Loin du souci de limiter les gens dans leur action, la fonction principale de ce modèle de développement est de garantir à chacun un espace de vie pour demain. Si certains appellent aujourd’hui à une recomposition politique, ils doivent s’interroger précisément sur le curseur qui permettrait ce nouveau découpage. Jusqu’à présent, le curseur politique ne favorise pas un vote écologiste vers un représentant libéral.

L’offre n’est-elle donc pas la bonne ou bien le système est-il dépassé?

Aujourd’hui, chacun des principaux partis français se targuent d’une place faite à l’environnement dans leur programme politique.

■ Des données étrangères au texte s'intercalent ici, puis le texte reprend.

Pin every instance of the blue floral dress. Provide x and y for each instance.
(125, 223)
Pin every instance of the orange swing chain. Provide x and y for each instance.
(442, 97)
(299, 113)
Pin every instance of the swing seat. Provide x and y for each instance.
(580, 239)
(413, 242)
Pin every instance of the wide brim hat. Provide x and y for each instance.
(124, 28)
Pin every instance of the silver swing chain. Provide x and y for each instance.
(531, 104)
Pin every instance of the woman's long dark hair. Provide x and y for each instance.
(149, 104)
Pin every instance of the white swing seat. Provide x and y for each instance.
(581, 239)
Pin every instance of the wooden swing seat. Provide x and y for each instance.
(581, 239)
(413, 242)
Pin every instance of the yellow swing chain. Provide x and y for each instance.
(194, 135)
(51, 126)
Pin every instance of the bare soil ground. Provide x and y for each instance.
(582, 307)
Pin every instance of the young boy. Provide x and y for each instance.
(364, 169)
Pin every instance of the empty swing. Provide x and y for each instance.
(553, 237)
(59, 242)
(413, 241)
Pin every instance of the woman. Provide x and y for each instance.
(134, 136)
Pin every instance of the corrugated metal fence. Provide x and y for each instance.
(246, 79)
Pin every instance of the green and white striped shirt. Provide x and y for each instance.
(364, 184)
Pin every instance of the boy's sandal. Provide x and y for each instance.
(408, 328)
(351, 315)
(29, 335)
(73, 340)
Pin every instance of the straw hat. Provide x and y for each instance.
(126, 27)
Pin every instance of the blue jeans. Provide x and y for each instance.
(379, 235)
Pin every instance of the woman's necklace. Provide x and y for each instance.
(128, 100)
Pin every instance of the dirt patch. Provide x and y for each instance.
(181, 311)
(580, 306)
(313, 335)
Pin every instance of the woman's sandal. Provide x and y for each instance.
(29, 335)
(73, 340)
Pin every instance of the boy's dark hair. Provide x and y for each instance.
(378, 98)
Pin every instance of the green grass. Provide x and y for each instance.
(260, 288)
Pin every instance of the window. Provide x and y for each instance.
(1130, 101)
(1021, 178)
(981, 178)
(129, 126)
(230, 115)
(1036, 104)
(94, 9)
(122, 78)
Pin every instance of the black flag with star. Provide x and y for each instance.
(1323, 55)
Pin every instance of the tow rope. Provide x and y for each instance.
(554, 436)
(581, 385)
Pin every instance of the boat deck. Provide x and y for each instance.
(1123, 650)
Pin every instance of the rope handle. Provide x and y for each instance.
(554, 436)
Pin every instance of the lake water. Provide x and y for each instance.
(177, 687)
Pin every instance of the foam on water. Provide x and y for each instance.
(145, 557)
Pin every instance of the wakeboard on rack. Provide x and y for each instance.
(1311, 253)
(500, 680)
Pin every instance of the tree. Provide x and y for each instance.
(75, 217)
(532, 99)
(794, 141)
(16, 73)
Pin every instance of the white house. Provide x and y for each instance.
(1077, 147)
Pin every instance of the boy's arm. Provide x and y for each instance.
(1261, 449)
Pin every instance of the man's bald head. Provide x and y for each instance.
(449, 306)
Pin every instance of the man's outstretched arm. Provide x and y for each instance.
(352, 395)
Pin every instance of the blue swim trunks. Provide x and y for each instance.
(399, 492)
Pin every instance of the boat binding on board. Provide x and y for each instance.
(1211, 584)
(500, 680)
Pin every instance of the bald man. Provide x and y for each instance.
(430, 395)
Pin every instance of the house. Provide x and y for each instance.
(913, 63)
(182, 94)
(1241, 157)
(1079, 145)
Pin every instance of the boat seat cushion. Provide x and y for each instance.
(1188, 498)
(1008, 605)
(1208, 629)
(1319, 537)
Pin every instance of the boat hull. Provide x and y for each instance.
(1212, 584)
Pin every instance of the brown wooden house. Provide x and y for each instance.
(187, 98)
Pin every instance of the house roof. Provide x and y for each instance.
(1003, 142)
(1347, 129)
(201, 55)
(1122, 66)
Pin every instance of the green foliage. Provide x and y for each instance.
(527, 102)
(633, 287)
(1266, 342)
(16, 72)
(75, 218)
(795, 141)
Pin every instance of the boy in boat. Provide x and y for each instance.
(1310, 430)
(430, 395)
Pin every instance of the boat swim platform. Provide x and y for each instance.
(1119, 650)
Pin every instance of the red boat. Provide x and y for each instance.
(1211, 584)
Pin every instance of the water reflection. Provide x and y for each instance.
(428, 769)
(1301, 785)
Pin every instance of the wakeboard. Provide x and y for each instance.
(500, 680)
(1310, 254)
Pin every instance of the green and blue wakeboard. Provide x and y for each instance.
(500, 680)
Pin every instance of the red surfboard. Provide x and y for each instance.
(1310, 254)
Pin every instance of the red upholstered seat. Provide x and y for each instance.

Toutefois, à trop parler de programme, on en oublierait presque la vision.

Un véritable développement durable, par sa faculté d’adhésion du sens commun, doit pouvoir stimuler à travers l’ensemble des composantes politiques et non être l’apanage d’une seule.

 

[1] Action publique et environnement, Pierre Lascoumes, PUF, 2012

[2] http://archives.gouvernement.fr/fillon_version2/gouvernement/roselyne-bachelot-narquin/biographie.html

[3] Politiques de la nature. Comment faire entrer les sciences en démocratie, Bruno Latour, Éd. La Découverte, coll. « Armillaire », 1999

[4] Le crépuscule fossile, Geneviève Férone-Creuzet, Stocks, 2015.